If you were to ask Jason, Bradley, Archer and Tim about their friendships, they’d probably say that they were pretty stereotypical. They had been best friends way back in middle school, but sort of drifted apart in the later grades. Other than Bradley and Tim, that is, who are still best buds.
But if pressed, the guys would probably admit that they’ve all grown into being fairly stereotypical themselves. Bradley is definitely the football jock. Tim is an overeating nice guy. Archer would be the too-often-in-his-own-head brainiac. And Jason? Jason is just an average guy: a normal 17-year-old who goes to church youth group once in a while.

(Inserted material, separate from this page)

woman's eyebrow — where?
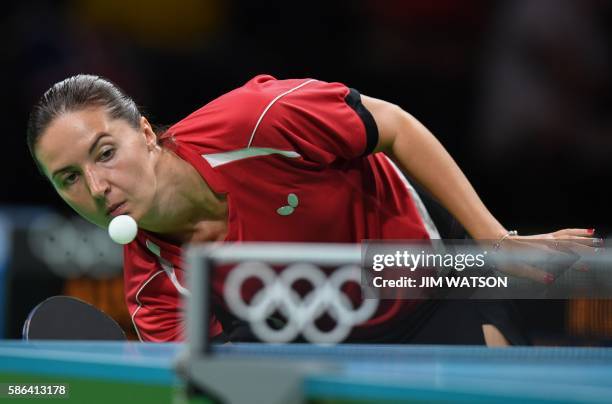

Anyway, these used-to-be besties decide to all get together and trek off from their home of Echo Island for a post-graduation camping trip on the mainland. It just seemed like the right thing to do. Sorta like capping off the school years with a camping reunion before they head their different ways for college. They probably wouldn’t be seeing a whole lot of each other going forward, so this was a thanks-for-the-memories trip.
At least, that’s how they thought things would go. But upon completing that not-so-thrilling campout on the mainland and returning back to Echo Island, the boys are met with something really strange: nothing. I mean the town is there, but the streets are empty, the cars are empty, the buildings and homes are empty. Even the air is empty: the boys are surrounded with utter silence.
Not only that, but there’s no power. Batteries don’t work. Engines won’t fire. No telephone, no radio, no clocks. Oh, and the ferry that dropped them off quickly sailed away and doesn’t return.
All of a sudden, these four stereotypical friends find themselves in a not-so-typical situation. They’re trapped together on a totally deserted island. And when one of them has the bright idea of climbing to the top of the island’s lighthouse, the highest point to be found, there’s one other frightening discovery made. The mainland is gone, too.
Jason reminds the guys that this isn’t the time to start panicking. But even he can’t help thinking: if not now, when?